Nos aspectos de tração e compactação de solo as esteiras possuem vantagens, pois apresentam a capacidade de dissipar cargas estáticas em maior área específica, por esse motivo, tratores de grande potência e peso, utilizam esteiras de borracha como sistema de rodado principal. Ainda não existe uma classificação atualizada no que diz respeito aos rodados de esteira, pois muitos modelos novos têm sido apresentados ao mercado e ainda não se tem uma classificação oficial para tais sistemas.
Os rodados de esteira em aço estão gradativamente sendo deixados em segundo plano no segmento de tratores, com menor produção e utilização, principalmente devido ao seu alto custo de aquisição e manutenção, porém em algumas aplicações de colheita são amplamente utilizados, como na cana-de- açúcar e no arroz irrigado. Este tipo de rodado possui aplicações específicas também em áreas florestais e de desbravamento.

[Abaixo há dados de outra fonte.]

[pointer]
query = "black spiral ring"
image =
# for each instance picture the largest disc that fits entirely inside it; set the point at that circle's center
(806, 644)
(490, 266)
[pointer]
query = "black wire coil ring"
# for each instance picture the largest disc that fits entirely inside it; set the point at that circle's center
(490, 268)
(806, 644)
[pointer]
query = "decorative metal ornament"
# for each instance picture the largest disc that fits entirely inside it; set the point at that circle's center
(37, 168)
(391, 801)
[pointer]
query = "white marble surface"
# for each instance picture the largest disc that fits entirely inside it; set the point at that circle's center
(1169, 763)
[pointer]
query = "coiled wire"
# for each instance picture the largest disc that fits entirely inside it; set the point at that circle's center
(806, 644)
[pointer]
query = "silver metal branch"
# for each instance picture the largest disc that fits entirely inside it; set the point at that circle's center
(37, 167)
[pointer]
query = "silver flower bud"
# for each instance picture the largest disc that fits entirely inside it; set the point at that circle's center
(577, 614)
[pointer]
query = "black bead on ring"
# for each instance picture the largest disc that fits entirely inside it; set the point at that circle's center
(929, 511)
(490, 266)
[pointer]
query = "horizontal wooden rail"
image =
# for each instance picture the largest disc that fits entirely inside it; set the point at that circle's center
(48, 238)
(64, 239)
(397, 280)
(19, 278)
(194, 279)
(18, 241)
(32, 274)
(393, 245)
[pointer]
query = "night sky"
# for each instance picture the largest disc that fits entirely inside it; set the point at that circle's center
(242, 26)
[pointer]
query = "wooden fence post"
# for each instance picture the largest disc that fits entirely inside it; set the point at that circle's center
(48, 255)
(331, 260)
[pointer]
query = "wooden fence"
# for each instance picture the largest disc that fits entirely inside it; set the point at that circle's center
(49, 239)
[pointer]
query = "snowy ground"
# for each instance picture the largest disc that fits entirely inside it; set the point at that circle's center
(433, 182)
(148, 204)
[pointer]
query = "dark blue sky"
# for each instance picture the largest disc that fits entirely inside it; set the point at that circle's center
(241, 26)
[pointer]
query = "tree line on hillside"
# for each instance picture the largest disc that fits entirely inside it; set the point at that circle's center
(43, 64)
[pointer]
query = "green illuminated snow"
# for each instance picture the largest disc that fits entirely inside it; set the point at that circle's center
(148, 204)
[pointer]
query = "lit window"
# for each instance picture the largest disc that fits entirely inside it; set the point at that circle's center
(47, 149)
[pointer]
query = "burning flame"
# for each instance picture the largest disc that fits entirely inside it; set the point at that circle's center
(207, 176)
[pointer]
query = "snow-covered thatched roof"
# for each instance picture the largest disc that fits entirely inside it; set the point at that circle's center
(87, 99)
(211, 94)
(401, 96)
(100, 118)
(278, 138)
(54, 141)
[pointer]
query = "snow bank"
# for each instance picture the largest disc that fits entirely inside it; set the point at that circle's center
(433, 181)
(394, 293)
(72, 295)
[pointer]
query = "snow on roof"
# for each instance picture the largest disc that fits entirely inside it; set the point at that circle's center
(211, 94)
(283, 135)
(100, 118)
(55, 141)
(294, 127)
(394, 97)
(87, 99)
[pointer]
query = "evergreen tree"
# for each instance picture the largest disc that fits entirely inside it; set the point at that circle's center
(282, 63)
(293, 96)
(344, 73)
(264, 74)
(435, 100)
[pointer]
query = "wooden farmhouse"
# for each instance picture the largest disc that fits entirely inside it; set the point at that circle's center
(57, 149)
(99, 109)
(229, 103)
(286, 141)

A utilização em tratores agrícolas de rodados duplos ou “filipados”, como são popularmente conhecidos, e até mesmo triplos, representam claramente a tentativa de aumentar a área de contato destas máquinas com o solo, distribuindo melhor a carga no solo e aumentando a capacidade de tração dos tratores. Porém, alguns cuidados básicos na adequação dessas máquinas são importantes quando configuradas para trabalhar com rodados duplos e triplos. Conceitualmente um trator agrícola deve respeitar uma relação entre sua massa total e potência disponível no motor, sendo recomendado, em média, que o trator tenha 50kg de massa “por cavalo de potência” (cv), se o trator for utilizado para atividades leves, 55kg/cv e 60kg/cv para atividades médias e pesadas, respectivamente. A adição de rodados extras deve respeitar essa relação, exigindo assim a diminuição de lastros sólidos e até mesmo de água nos pneus. De nada adianta aumentar a área de contato com a adição de novos rodados se a massa do trator permanecer a mesma, pois a capacidade de tração é dependente da massa total sobre os rodados em uma relação diretamente proporcional. A capacidade de suporte do solo para tração também é fator relevante no momento da tomada de decisão em acrescentar ou não rodados ao trator, solos de baixa sustentação, como em locais argilosos e encharcados, a adição de rodados é positiva. Também é positiva a utilização de tratores com maior área de contato em operações como a semeadura, onde as máquinas exigem grande força de tração e a compactação de solo é fator limitante para o correto estabelecimento e emergência das plantas.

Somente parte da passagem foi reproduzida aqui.